C’est l’une des pistes ouvertes par cette recherche menée entre la HE-Arc et l’École supérieure du bois de Bienne, initiée dans le but de réaliser une revue des caractéristiques mécaniques du bois densifié et de son comportement à l’usinage. La comparaison entre deux essences, le hêtre et l’épicéa, a vu la balance pencher en faveur du hêtre sur de nombreux critères. Les partenaires ont par ailleurs pu déterminer les opérations les plus adaptées au bois densifié, comme le fraisage, réalisé sans que le bois soit brûlé malgré l’échauffement provoqué par la rotation de l’outil de coupe.

Pour Pierino De Monte et ses collaborateurs, l’intérêt du bois densifié est réel pour la production de certaines typologies de pièces mécaniques, et son potentiel demande à être confirmé et amélioré avec de nouveaux projets : « C’est en combinant les points de vue et les compétences, ici la conception mécanique et la connaissance du bois, qu’on rend l’innovation possible. »

 

Des bâtiments pleins d’énergie

La créativité et l’ingéniosité fournissent aussi des solutions pour garantir le confort des maisons, bureaux et autres bâtiments occupés par l’homme, dans le respect de l’environnement. Il est cependant nécessaire d’étudier un maximum de paramètres et de capitaliser des connaissances pour développer ces concepts intéressants pour l’avenir.

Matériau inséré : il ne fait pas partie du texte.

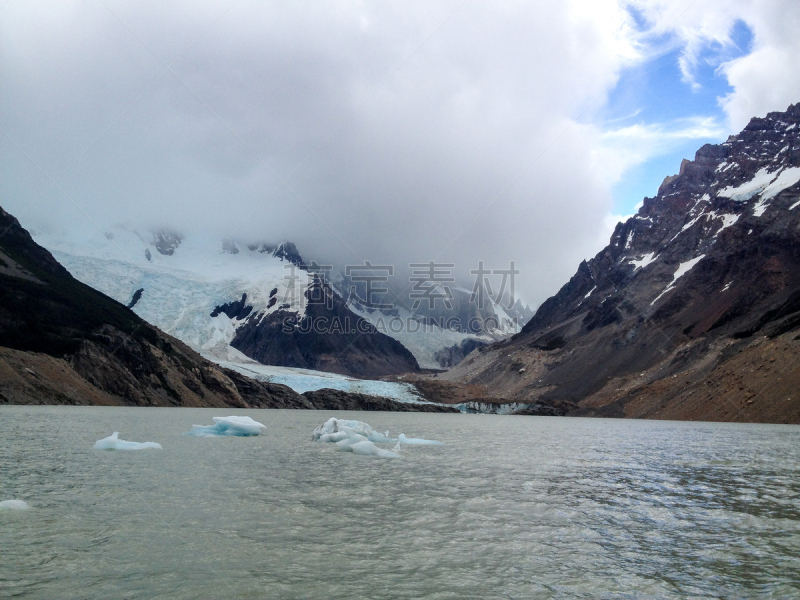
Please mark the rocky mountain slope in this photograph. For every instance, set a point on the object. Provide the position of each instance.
(62, 342)
(693, 309)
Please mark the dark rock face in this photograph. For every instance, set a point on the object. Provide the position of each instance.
(137, 295)
(450, 357)
(713, 260)
(234, 310)
(329, 337)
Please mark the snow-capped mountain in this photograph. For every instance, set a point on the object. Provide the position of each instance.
(231, 301)
(691, 311)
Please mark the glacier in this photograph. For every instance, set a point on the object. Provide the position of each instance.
(228, 426)
(113, 442)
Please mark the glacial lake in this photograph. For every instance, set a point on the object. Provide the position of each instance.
(509, 507)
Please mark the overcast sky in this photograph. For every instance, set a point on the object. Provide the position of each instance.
(406, 131)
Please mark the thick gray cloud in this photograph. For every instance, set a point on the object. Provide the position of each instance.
(401, 132)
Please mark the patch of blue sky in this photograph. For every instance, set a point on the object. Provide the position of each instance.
(657, 93)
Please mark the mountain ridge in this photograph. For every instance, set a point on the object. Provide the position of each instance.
(708, 270)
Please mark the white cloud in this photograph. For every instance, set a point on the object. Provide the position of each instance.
(412, 131)
(619, 150)
(764, 79)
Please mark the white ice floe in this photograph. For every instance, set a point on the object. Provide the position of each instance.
(402, 439)
(14, 505)
(335, 430)
(113, 442)
(233, 426)
(359, 438)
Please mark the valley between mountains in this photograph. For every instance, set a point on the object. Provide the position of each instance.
(691, 312)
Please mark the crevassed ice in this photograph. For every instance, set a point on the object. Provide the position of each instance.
(113, 442)
(233, 426)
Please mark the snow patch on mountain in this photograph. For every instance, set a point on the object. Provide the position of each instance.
(641, 263)
(683, 268)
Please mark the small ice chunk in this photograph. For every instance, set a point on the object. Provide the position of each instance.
(347, 443)
(367, 448)
(417, 441)
(14, 505)
(335, 430)
(234, 426)
(113, 442)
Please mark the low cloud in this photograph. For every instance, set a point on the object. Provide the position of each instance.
(403, 132)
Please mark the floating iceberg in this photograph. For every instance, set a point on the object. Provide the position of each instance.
(14, 505)
(238, 426)
(360, 438)
(367, 448)
(113, 442)
(335, 430)
(402, 439)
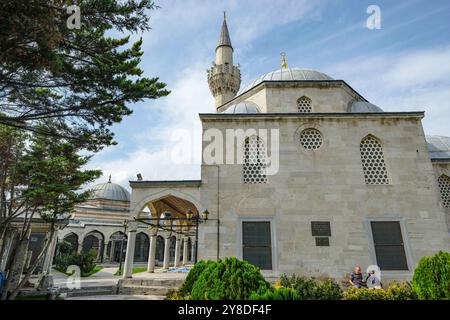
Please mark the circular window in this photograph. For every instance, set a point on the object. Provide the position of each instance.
(311, 139)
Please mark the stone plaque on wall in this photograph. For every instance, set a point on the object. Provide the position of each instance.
(321, 228)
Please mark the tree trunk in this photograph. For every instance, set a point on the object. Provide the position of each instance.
(30, 270)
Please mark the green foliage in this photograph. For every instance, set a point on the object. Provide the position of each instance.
(193, 275)
(84, 260)
(275, 294)
(431, 279)
(402, 291)
(84, 79)
(367, 294)
(228, 279)
(312, 289)
(175, 294)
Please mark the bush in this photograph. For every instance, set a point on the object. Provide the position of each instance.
(85, 261)
(275, 294)
(431, 279)
(312, 289)
(401, 291)
(367, 294)
(193, 275)
(228, 279)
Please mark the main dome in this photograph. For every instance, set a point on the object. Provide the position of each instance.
(288, 74)
(110, 191)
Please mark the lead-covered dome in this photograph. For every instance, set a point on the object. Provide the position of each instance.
(110, 191)
(243, 107)
(288, 74)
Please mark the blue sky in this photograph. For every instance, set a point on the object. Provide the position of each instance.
(404, 66)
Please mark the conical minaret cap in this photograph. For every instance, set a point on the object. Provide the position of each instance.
(224, 39)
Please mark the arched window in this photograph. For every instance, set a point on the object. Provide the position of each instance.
(254, 169)
(304, 105)
(372, 158)
(444, 187)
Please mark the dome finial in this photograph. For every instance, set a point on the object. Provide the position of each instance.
(283, 60)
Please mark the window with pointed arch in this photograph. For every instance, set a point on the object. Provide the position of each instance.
(444, 187)
(254, 168)
(373, 163)
(304, 105)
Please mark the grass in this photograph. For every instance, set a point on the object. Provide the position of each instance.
(135, 270)
(83, 275)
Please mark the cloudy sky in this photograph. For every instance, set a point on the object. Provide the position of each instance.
(404, 66)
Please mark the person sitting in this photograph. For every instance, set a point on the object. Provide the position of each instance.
(356, 278)
(372, 281)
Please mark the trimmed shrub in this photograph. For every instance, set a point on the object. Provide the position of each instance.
(228, 279)
(193, 275)
(275, 294)
(431, 279)
(367, 294)
(313, 289)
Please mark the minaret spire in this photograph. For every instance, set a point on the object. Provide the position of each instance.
(224, 78)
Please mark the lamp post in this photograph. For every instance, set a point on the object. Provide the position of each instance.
(125, 225)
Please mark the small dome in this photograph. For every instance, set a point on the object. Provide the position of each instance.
(288, 74)
(243, 107)
(439, 147)
(110, 191)
(363, 106)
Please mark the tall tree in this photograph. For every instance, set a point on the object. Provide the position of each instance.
(84, 79)
(46, 181)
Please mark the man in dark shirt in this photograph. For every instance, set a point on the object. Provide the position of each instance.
(356, 277)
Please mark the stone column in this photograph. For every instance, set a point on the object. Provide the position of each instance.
(113, 249)
(105, 251)
(185, 251)
(129, 257)
(166, 253)
(177, 252)
(151, 254)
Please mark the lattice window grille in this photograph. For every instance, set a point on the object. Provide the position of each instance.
(444, 187)
(373, 163)
(311, 139)
(254, 169)
(304, 105)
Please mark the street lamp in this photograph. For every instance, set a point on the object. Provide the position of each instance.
(125, 225)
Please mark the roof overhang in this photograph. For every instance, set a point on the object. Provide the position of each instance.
(328, 115)
(165, 184)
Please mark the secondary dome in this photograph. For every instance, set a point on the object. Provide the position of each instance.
(288, 74)
(110, 191)
(363, 106)
(243, 107)
(439, 147)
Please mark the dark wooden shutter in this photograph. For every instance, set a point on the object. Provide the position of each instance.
(389, 247)
(257, 247)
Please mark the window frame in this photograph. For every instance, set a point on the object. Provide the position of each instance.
(274, 247)
(406, 244)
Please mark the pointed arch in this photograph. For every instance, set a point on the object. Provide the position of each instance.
(254, 168)
(373, 163)
(304, 104)
(444, 188)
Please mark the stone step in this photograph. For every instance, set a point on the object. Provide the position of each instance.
(143, 290)
(170, 283)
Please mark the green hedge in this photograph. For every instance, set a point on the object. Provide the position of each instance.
(311, 288)
(431, 279)
(228, 279)
(275, 294)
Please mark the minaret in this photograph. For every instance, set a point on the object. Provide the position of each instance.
(224, 78)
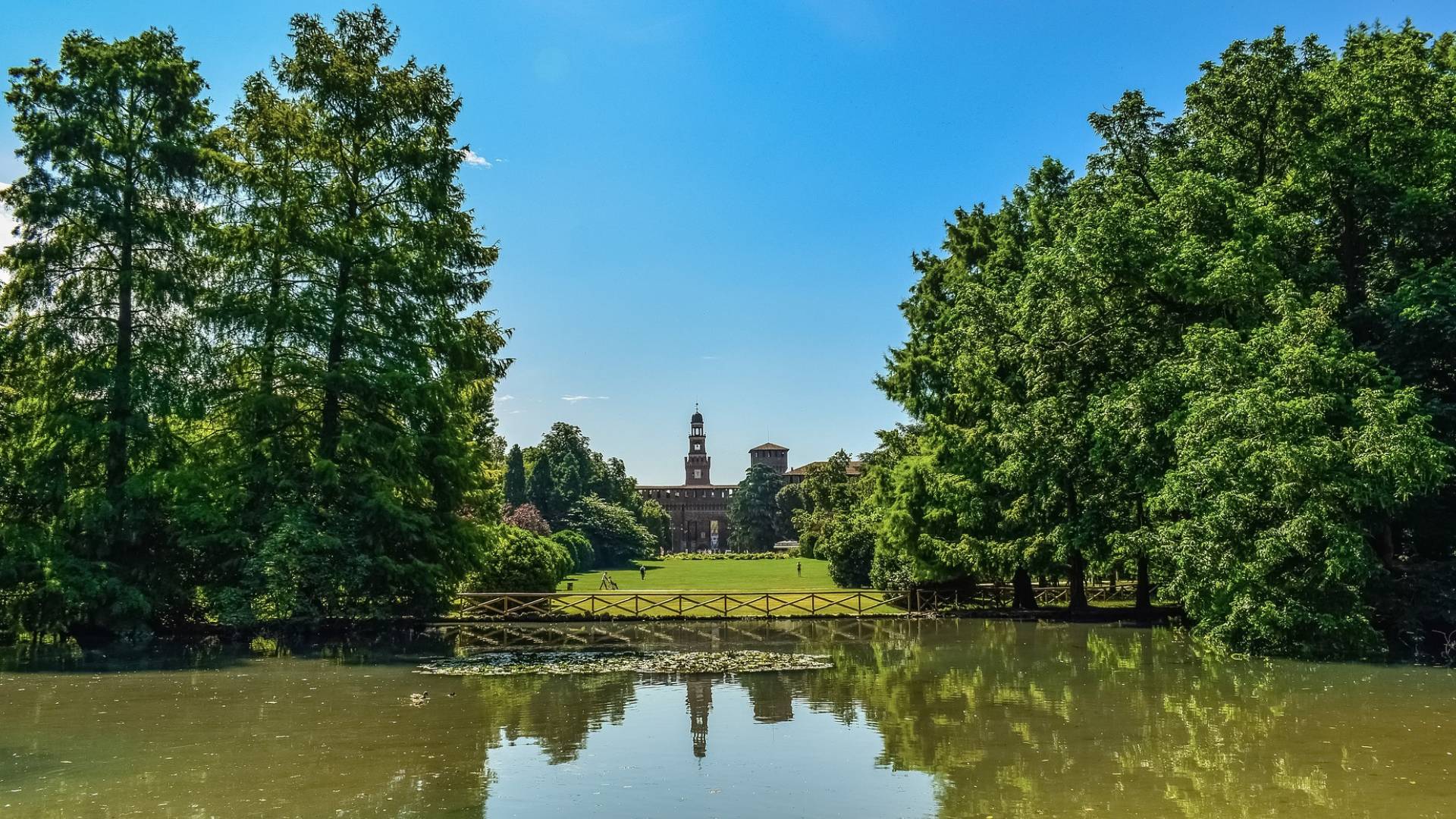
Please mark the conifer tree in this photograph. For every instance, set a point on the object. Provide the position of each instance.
(96, 319)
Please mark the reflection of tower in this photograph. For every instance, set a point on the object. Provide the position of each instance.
(772, 700)
(699, 701)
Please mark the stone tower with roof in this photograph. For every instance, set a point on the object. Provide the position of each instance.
(770, 455)
(696, 464)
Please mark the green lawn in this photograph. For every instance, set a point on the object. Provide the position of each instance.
(712, 576)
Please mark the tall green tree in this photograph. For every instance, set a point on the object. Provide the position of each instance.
(96, 321)
(516, 493)
(400, 363)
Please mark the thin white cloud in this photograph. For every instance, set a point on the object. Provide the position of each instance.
(471, 158)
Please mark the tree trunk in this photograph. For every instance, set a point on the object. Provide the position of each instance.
(1076, 564)
(1022, 594)
(1076, 582)
(332, 390)
(118, 414)
(1145, 588)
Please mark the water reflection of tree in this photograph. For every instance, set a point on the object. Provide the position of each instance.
(1036, 720)
(555, 711)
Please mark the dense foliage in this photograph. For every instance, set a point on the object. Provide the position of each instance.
(243, 371)
(1220, 362)
(576, 487)
(753, 512)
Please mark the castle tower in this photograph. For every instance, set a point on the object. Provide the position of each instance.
(770, 455)
(696, 463)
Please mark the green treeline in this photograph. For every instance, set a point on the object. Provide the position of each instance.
(242, 369)
(1222, 362)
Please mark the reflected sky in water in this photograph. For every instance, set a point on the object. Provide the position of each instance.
(915, 719)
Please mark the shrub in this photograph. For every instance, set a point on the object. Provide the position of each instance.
(520, 561)
(577, 545)
(529, 518)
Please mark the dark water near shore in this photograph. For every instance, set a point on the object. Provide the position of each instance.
(915, 719)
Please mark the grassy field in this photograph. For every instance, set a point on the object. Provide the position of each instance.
(712, 576)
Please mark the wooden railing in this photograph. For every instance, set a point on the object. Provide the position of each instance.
(590, 605)
(479, 605)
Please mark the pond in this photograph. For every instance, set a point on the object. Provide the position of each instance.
(915, 719)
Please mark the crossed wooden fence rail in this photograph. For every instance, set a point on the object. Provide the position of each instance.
(497, 605)
(475, 605)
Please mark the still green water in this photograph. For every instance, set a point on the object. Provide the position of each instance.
(915, 719)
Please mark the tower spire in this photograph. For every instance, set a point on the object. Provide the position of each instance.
(696, 464)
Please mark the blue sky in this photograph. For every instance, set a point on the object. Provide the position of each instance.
(717, 202)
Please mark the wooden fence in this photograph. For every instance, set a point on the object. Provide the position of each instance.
(542, 605)
(478, 605)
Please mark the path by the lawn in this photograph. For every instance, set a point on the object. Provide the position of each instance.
(712, 576)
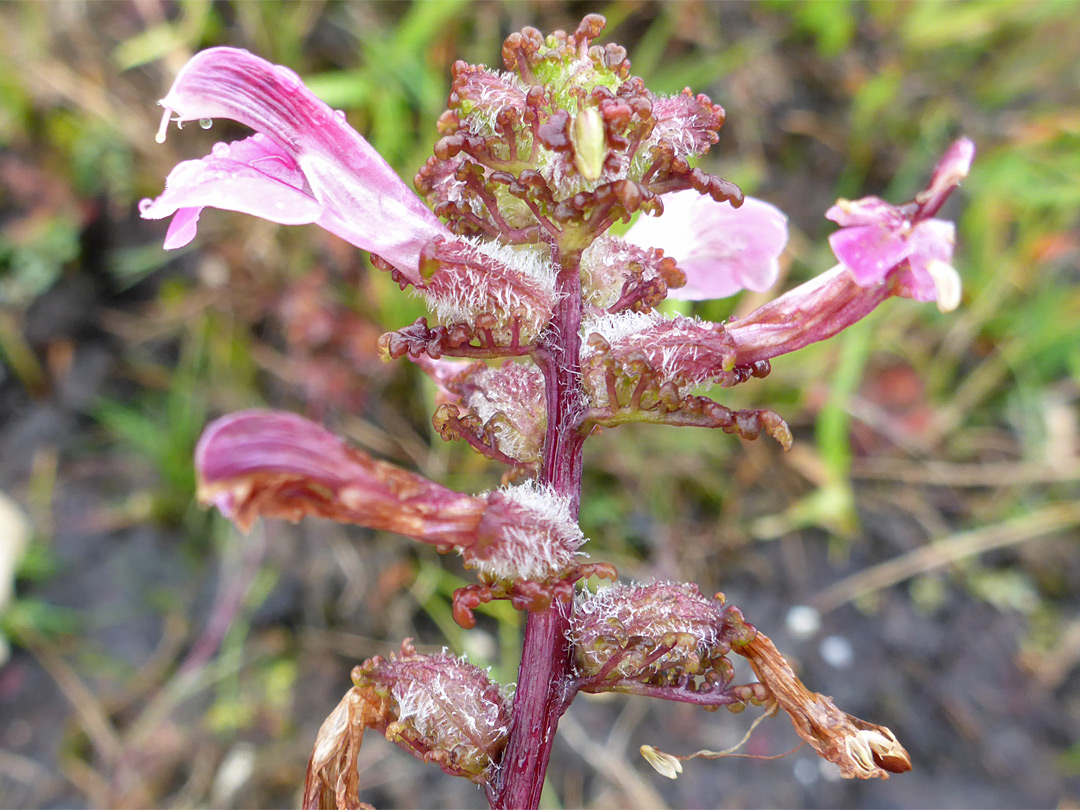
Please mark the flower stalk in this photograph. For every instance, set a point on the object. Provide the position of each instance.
(509, 246)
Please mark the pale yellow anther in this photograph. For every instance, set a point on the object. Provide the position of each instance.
(663, 764)
(947, 284)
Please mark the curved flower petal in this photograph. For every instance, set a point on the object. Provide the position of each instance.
(866, 211)
(272, 463)
(279, 464)
(253, 176)
(932, 242)
(869, 251)
(347, 187)
(720, 248)
(878, 237)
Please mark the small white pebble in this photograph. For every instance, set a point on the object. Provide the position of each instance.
(802, 621)
(836, 651)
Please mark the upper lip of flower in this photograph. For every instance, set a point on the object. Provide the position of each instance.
(878, 239)
(325, 172)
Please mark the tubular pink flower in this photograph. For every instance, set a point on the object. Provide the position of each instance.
(879, 241)
(305, 163)
(272, 463)
(720, 248)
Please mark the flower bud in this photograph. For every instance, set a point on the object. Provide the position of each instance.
(649, 633)
(440, 709)
(685, 352)
(527, 532)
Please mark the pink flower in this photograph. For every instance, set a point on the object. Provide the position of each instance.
(878, 238)
(304, 164)
(720, 248)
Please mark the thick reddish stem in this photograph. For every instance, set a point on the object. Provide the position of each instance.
(544, 680)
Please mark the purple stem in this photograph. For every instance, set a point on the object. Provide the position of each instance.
(544, 679)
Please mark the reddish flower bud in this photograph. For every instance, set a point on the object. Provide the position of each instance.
(278, 464)
(508, 401)
(663, 640)
(685, 352)
(440, 709)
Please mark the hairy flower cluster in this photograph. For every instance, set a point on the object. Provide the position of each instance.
(534, 165)
(440, 709)
(663, 639)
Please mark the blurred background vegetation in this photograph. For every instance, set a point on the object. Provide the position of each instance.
(929, 511)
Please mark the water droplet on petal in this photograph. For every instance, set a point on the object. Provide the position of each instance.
(163, 126)
(289, 78)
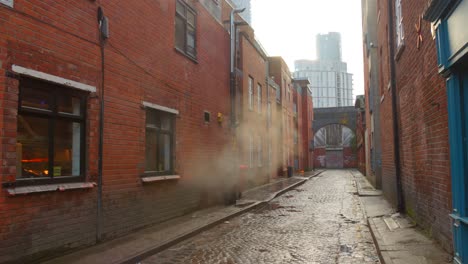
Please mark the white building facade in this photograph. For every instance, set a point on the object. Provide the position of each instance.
(247, 14)
(330, 82)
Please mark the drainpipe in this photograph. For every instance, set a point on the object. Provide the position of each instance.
(103, 35)
(233, 58)
(395, 103)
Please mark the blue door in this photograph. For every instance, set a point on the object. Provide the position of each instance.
(457, 88)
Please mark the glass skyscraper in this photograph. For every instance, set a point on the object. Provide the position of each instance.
(330, 82)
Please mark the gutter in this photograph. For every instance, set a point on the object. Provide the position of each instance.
(395, 104)
(232, 62)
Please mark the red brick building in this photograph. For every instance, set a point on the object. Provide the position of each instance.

En haut, la face avant et la face arrière du système mur Trombe instrumenté dans la maquette réalisée au département Énergie de l’Institut FEMTO-ST.
En bas, le champ de vitesse de l’air au niveau de l’ouïe haute pratiquée dans le mur, après post-traitement numérique.

C’est l’un des objectifs de l’énergétique des bâtiments, une discipline dont Yacine Ait Oumeziane a fait sa spécialité et qui se développe au département Énergie de l’Institut FEMTO-ST depuis dix ans. « Le confort est lié aux conditions de température et d’humidité, qui sont elles-mêmes dépendantes des variations de l’environnement extérieur et intérieur d’un bâtiment. Ces transferts de flux obéissent à des mécanismes physiques complexes, qu’il convient d’étudier pour faire le choix d’une conception ou d’une rénovation. » Il s’agit par exemple de comprendre les processus de captation et de libération d’eau dans un matériau, ou de régulation de son inertie thermique.

Les recherches se concentrent à la fois sur la brique, largement présente dans les constructions anciennes du Grand Est, le béton cellulaire, dont la légèreté et les propriétés isolantes sont prisées, et le béton de chanvre, matériau biosourcé à l’avenir prometteur. Elles montrent par exemple que la brique témoigne d’une capacité inattendue de transmission de la vapeur d’eau, et que le béton de chanvre fait preuve d’excellentes qualités de transfert, à la fois pour la chaleur et l’humidité. Elles attestent aussi que les propriétés isolantes et hygroscopiques du béton cellulaire pourraient être mises à profit dans un mur Trombe, ce système de chauffage passif expérimenté dans les années 1960 par le physicien qui lui a donné son nom.

Le mur Trombe, composé d’une vitre, d’un mur d’accumulation et d’un espace vide entre les deux, tire un parti positif de l’effet de serre : les rayons solaires sont piégés entre la vitre extérieure et le mur d’accumulation intérieur, teinté en noir, ce qui augmente le transfert d’énergie vers l’ambiance intérieure. La chaleur ainsi produite dans l’espace intermédiaire passe par une ouverture pratiquée en haut du mur dans la pièce d’habitation, d’où l’air refroidi revient par une ouverture percée en bas. Dans une maquette cubique de 2 m de côté qu’ils ont construite pour représenter ce système, les chercheurs soumettent à l’expérience le modèle numérique qu’ils ont mis au point pour étudier les mécanismes fluidiques en jeu. Ce dispositif est instrumenté selon des configurations très fines de capteurs, hygromètres, fluxmètres ou encore vélocimétrie par images de particules (PIV), qui permet de mesurer le champ de vitesse des flux, notamment de décrire de façon inédite le mouvement de l’air sur une surface, sans perturber son écoulement.

Les travaux de l’équipe dans laquelle travaille Yacine Ait Oumeziane donnent lieu à une meilleure connaissance des processus à l’œuvre dans les matériaux et dans l’environnement qui les entoure. Leurs avancées seront utiles à la préconisation de solutions pour la conception et rénovation de bâtiments, dans une optique durable.